The initial condition is $p(x,0)=\frac{1}{\sqrt{2\pi}} \exp(-\frac{x^2}{2})$ and the zero boundary condition is $p(-3,t)=p(3,t)=0$.

As a first orientation I looked at the approach described by this post entitled "Solving 2D+1 PDE with Pseudospectral in one direction with periodic boundary condition?" and used:

b = 200;
pval = NDSolveValue[{D[p[x,t],t] == (12x^2-4)p[x,t]+(4x(x^2-1)+0.1) *
   D[p[x,t],x] + D[p[x,t]/b, {x,2}], p[x,0] == Exp[-x^2/2]/Sqrt[2Pi],
       p[-3,t] == 0, p[3,t] == 0}, p, {x,-3,3}, {t,0,0.5}];
ContourPlot[pval[i,j], {i,-3,3}, {j,0,0.5}]

After choosing $b=-200$, $b=-1$, $b=1$ and $b=200$, it generated the following Contour Plots:

My problem/question:

Unfortunatelly the zero boundary condition doesn't seem to hold, since we should have $p(−3,t)=p(3,t)=0$ for any $t$. Something I am doing wrong and it would be great if anyone could help me.

Answer 1

MethodOfLines gives a solution to your problem:

b = 200;
P = NDSolveValue[{D[p[x, t],t] == (12 x^2 - 4) p[x, t] + (4 x (x^2 - 1) + 0.1)*D[p[x, t], x] + D[p[x, t]/b, {x, 2}], 
p[x, 0] == Exp[-x^2/2]/Sqrt[2 Pi], p[-3, t] == 0, p[3, t] == 0}, 
p, {x, -3, 3}, {t, 0, 0.5}, 
Method -> {"MethodOfLines", "TemporalVariable" -> t,
"SpatialDiscretization" -> {"FiniteElement","MeshOptions" -> {"MaxCellMeasure" -> 0.01}}}];
Plot3D[P[x, t], {x, -3, 3}, {t, 0, .5}]

The boundary conditions aren't fullfilled exactly, because boundary and initial conditions are inconsistent.

inconsistence might be removed if you change the initial conditions to p[x, 0] == Which[0 < RealAbs[x] <= 3, Min[(3 - RealAbs[x])/.01, 1], True, 0] Exp[-x^2/2]/Sqrt[2 Pi]

Hope it helps!

Answer 2

OK, let me extend my comment to an answer.

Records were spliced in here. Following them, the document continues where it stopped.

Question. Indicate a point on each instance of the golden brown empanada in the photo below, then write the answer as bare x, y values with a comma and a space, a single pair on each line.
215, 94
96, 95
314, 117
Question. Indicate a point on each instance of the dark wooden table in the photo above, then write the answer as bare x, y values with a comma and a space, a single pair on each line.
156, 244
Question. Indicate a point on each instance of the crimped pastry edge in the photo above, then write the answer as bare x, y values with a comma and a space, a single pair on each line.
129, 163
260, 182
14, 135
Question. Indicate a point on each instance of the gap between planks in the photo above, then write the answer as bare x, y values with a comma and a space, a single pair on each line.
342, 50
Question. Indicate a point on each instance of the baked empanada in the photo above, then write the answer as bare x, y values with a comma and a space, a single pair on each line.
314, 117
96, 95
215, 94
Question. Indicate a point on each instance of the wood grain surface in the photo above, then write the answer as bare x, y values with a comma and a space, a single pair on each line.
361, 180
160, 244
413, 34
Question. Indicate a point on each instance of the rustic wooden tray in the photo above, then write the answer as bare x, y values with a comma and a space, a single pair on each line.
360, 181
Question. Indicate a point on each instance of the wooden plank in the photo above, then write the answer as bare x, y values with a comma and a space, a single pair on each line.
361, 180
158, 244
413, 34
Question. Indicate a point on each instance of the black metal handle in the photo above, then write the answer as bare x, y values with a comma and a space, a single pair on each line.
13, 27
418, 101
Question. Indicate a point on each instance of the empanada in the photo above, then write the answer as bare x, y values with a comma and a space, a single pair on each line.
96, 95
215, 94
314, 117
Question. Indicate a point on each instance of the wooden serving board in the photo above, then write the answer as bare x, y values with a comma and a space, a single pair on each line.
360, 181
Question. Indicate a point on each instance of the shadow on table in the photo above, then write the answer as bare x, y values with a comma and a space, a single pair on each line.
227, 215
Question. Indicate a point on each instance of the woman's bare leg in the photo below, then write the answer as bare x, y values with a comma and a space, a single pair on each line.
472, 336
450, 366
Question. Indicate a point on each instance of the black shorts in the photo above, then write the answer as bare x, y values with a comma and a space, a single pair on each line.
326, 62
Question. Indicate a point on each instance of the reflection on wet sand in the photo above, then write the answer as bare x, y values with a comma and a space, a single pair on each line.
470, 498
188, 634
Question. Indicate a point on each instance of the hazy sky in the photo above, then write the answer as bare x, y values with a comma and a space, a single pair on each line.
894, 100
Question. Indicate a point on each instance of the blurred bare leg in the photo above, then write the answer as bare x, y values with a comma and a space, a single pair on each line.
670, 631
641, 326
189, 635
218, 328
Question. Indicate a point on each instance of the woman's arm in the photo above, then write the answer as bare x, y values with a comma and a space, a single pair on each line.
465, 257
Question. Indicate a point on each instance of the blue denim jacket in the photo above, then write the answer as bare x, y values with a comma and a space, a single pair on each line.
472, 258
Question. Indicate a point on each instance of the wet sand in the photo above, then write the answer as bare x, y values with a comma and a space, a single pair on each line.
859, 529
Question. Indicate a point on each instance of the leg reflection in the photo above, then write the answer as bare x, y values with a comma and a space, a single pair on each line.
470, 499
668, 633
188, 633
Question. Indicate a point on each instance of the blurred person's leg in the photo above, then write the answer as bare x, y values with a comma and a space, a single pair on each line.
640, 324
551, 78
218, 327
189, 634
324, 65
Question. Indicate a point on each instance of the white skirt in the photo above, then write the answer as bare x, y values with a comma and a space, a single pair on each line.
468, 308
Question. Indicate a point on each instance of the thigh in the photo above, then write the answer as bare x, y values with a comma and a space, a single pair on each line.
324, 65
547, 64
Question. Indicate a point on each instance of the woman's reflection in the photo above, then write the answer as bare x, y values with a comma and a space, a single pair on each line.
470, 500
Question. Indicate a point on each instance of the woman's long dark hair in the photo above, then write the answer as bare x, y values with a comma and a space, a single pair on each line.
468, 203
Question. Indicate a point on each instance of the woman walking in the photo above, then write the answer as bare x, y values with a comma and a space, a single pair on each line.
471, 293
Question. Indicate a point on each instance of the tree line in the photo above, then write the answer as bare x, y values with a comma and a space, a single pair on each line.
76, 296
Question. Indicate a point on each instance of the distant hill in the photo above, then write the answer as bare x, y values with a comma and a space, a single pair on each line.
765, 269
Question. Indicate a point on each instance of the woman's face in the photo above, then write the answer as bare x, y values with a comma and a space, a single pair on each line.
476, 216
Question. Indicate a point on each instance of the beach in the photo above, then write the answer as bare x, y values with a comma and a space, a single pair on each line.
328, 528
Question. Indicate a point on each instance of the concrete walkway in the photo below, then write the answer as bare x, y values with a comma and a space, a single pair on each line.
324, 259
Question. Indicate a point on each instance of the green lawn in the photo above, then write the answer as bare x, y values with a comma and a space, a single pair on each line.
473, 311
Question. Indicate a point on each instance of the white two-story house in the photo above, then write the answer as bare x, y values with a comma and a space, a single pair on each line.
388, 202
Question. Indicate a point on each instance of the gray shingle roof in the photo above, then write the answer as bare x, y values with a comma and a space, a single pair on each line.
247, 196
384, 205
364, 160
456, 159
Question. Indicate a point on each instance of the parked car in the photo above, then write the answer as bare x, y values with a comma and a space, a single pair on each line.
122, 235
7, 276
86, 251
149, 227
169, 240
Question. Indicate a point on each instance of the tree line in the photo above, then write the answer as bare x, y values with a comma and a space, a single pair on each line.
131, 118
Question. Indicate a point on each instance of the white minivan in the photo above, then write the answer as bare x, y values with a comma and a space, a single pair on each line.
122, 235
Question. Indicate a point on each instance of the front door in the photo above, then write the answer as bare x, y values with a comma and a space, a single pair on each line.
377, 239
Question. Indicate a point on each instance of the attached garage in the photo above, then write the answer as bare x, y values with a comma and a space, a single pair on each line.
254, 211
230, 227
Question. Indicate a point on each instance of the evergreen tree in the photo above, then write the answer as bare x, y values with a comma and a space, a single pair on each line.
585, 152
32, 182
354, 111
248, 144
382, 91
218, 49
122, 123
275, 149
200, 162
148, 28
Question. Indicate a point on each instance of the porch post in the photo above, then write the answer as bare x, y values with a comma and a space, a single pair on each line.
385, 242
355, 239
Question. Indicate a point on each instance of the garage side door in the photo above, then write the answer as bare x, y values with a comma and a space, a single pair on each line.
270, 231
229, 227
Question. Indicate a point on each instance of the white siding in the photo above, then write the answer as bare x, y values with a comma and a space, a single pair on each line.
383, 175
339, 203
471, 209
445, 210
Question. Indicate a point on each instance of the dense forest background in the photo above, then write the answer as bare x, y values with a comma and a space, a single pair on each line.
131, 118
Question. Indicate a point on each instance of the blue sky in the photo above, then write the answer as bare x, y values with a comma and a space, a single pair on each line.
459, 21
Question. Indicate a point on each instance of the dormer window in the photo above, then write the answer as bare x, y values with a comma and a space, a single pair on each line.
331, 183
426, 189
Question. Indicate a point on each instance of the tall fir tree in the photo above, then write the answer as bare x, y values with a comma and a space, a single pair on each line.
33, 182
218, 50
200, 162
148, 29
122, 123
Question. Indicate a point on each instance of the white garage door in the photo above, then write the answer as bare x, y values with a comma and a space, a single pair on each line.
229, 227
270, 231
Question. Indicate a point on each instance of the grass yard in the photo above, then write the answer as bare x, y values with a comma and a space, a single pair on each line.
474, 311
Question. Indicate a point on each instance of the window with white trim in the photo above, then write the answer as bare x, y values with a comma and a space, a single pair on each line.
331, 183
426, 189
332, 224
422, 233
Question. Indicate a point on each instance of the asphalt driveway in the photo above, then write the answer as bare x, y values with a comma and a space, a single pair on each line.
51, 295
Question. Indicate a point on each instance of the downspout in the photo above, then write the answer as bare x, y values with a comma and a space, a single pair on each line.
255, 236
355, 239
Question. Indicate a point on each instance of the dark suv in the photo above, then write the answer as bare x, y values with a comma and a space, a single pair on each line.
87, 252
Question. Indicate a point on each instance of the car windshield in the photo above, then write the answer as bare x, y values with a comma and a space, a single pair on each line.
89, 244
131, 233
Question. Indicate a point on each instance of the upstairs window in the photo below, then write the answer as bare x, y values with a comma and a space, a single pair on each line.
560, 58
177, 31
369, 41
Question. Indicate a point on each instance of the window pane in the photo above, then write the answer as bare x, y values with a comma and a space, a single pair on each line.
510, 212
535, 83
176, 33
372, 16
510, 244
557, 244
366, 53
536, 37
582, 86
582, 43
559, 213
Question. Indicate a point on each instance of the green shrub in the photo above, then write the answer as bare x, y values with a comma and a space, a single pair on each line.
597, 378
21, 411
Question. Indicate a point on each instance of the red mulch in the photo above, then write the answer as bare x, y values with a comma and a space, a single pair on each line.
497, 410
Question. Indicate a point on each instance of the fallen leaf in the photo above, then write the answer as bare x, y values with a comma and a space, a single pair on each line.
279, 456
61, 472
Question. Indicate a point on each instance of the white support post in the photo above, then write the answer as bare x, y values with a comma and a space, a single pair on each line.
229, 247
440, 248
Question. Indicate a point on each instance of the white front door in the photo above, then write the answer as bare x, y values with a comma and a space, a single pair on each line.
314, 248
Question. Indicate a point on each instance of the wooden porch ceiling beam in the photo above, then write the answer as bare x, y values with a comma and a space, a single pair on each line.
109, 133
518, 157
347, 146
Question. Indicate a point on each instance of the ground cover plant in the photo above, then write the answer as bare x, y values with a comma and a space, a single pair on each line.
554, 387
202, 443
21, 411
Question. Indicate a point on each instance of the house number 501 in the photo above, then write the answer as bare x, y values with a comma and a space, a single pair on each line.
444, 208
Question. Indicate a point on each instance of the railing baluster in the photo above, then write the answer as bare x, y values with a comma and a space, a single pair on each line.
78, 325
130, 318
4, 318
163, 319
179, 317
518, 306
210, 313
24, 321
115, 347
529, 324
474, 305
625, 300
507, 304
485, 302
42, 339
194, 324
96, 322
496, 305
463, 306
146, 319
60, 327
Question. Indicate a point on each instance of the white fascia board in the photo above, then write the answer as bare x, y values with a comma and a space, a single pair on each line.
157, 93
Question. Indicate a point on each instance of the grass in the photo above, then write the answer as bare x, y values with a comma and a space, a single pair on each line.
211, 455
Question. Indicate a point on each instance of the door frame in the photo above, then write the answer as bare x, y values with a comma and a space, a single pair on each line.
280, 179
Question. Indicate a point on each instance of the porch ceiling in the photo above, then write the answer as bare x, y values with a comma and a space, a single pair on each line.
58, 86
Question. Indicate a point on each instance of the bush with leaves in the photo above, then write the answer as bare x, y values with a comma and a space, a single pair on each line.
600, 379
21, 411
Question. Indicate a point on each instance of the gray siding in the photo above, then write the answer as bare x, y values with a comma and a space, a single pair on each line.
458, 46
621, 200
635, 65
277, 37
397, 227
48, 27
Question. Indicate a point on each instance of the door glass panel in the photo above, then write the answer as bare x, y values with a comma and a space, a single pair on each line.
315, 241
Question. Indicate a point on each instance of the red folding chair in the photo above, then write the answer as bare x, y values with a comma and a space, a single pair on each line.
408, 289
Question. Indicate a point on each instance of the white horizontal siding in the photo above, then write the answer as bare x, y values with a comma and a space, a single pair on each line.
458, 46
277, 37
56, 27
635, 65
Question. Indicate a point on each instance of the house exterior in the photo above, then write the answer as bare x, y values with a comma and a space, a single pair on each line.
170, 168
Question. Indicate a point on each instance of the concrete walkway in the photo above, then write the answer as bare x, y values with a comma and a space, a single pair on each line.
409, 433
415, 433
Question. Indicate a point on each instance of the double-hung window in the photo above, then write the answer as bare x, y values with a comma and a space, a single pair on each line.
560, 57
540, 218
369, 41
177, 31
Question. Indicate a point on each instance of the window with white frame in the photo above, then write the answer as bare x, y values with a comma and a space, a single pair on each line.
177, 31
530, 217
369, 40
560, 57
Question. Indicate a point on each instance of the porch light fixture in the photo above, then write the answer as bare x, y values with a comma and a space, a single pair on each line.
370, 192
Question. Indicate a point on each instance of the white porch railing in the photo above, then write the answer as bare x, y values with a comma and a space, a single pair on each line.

First of all, I'd like to point out that OP's observation

the zero boundary condition doesn't seem to hold

isn't really a problem here. Though ibcinc warning does pop up, and the zero boundary condition is not exactly hold, the error is rather small in this case. For more info you may refer to the this post. The real problem here, is the eerr warning pops up and the corresponding error is so large (it's 280235.11872106727! ) that we cannot ignore it.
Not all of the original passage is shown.